Perante a gravidade da situação é preciso explicar esta anomalia indígena. O que, em princípio, não é difícil. Para começar, a solução da crise (se há uma solução para a crise) não é principalmente interna. Com ou sem programa da troika, o que a "esquerda" possa fazer nas ruas de Portugal não vai impressionar a sra. Merkel ou forçar uma mudança política na "Europa". O sr. Seguro acha que Hollande tratará do assunto, no que se engana redondamente. Hollande talvez consiga alguns programas cosméticos (e agora menos com a Espanha) e pouco mais. Não existem milagres, mesmo do género socialista, e a impotência do PS para governar ou influenciar o Governo é uma realidade pública e notória. O próprio sr. Seguro com o seu ar de seminarista acanhado é uma desculpa viva.

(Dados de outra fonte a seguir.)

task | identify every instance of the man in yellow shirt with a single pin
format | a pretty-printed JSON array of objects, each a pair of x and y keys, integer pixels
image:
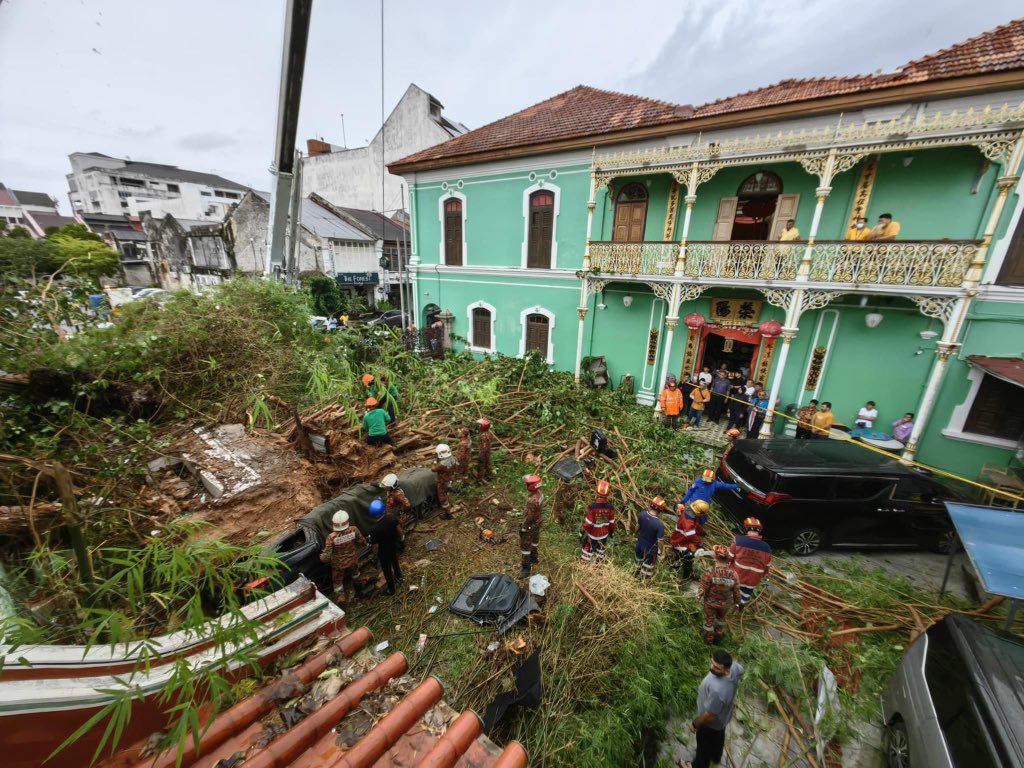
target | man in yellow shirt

E, como se isto não bastasse, a "extrema-esquerda" - o Bloco e o PC - acabaram ou, pelo menos, durante uns tempos não servem para coisa nenhuma. O sr. Louçã e o sr. Jerónimo praticamente desapareceram. Não por acaso. Ninguém no mundo, por desvairado que estivesse, iria negociar com um ou com outro o empréstimo de um cêntimo: e os portugueses sabem isso muito bem. A não ser que se proponha partir montras na Avenida da Liberdade ou deitar aí algumas bombas pela paisagem, a "extrema-esquerda" só tem a alternativa de ir berrar para a televisão, um exercício claramente improfícuo de que os putativos destinatários se começam a fartar. A "paciência" que D. Januário e Passos Coelho descobriram em Portugal é uma triste forma de resignação. Não nos devíamos gabar.